包含列表数据的字典,基于列表中的值进行过滤

[英]Dictionary Containing list data, filter based on value in list

I have test data which is gathered based on multiple inputs, and results in a single output. 我有基于多个输入收集的测试数据,并得出一个输出。 I'm currently storing this data in a dictionary whose keys are my parameter/ results labels, and whose values are the test conditions and results. 我目前正在将此数据存储在字典中,该字典的键是我的参数/结果标签,其值是测试条件和结果。 I would like to be able to filter the data so I can generate plots based on isolated conditions. 我希望能够过滤数据,以便可以基于孤立的条件生成图。
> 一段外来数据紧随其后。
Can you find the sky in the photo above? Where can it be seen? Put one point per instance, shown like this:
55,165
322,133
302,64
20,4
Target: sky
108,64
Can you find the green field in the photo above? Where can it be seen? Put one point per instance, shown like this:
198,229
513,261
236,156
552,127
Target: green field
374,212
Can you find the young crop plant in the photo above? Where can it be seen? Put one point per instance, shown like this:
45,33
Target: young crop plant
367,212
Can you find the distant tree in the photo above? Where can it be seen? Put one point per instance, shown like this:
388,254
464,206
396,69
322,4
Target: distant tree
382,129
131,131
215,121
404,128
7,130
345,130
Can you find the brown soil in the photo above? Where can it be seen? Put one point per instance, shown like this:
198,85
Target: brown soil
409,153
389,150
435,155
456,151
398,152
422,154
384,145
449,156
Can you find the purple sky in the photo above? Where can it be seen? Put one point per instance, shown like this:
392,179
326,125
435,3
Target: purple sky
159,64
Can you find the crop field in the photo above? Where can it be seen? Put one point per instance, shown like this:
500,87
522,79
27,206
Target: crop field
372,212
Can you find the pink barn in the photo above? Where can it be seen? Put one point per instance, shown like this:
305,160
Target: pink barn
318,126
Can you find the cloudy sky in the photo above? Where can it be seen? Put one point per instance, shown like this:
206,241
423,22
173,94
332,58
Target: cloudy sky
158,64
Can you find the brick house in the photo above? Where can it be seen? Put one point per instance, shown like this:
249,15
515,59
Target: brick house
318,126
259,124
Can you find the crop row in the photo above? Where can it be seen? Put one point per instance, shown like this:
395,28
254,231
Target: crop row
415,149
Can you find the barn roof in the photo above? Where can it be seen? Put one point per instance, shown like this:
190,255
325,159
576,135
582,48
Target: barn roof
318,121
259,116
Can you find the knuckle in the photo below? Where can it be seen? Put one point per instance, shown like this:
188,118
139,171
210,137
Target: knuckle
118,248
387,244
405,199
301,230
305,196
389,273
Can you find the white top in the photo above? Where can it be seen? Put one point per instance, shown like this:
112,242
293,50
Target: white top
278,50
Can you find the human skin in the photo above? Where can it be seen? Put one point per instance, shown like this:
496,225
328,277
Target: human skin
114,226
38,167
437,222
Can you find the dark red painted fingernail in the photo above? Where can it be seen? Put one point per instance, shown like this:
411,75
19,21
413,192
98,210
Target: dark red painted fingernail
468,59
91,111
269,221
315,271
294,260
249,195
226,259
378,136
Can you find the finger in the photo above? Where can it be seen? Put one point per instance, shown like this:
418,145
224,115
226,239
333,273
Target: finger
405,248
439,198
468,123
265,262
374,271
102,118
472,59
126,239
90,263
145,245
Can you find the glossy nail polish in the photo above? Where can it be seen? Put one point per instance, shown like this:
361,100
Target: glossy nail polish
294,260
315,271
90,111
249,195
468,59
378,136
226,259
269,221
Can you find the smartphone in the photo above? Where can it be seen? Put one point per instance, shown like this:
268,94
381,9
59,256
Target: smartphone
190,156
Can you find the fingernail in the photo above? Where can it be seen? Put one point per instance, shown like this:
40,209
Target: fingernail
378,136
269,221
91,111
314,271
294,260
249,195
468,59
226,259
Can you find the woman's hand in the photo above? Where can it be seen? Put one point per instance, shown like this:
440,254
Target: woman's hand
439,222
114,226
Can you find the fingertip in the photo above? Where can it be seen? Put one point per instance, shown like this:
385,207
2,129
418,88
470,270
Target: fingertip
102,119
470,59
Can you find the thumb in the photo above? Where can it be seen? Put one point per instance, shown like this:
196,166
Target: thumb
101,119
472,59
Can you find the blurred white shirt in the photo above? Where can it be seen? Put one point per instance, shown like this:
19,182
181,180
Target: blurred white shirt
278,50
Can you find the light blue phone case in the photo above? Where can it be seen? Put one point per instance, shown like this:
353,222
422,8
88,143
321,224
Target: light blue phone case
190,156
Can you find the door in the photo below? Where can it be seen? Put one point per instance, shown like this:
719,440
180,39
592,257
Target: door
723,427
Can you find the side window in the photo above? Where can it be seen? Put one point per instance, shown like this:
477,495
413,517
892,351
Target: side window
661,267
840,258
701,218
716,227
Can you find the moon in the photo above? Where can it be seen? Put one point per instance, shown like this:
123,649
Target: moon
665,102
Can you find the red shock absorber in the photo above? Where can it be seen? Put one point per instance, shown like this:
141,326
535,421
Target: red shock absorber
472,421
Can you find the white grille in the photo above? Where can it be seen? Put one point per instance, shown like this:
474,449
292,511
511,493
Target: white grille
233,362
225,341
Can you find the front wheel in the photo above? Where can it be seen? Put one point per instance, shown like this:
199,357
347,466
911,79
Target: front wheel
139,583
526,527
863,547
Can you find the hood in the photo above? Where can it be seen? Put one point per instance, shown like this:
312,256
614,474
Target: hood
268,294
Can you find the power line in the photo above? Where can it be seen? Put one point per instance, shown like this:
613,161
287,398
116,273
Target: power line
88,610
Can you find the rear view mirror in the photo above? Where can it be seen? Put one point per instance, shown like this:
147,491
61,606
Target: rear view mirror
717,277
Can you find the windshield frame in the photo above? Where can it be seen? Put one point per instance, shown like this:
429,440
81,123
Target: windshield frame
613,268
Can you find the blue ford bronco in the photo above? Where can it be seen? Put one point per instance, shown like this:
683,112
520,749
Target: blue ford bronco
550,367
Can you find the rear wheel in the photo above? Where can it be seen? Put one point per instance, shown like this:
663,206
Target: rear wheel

In my example below, my test conditions would be 'a' and 'b', and the result of the experiment would be 'c'. 在下面的示例中,我的测试条件为“ a”和“ b”,而实验结果为“ c”。 I want to filter my data so I get a dictionary with the same key, value structure and only my filtered results. 我想过滤我的数据,所以我得到一个具有相同键,值结构和仅过滤结果的字典。 However my current dictionary comprehension returns an empty dictionary. 但是我当前的字典理解返回一个空字典。 Any advice to get the desired result? 有什么建议可以得到理想的结果吗?

Current Code: 当前代码:

data = {'a': [0, 1, 2, 0, 1, 2], 'b': [10, 10, 10, 20, 20, 20], 'c': [1.3, 1.9, 2.3, 2.3, 2.9, 3.4]}
filtered_data = {k:v for k,v in data.iteritems() if v in data['b'] >= 20}

Desired Result: 预期结果:

{'a': [0, 1, 2], 'b': [20, 20, 20], 'c': [2.3, 2.9, 3.4]}

Current Result: 当前结果:

{}

Also, is this dictionary of lists a good schema to store data of this type, given that I'm going to want to filter the results, or is there a better way to accomplish this? 另外,考虑到我要过滤结果,此列表字典是否是存储这种类型数据的良好模式,还是有更好的方法来实现此目的?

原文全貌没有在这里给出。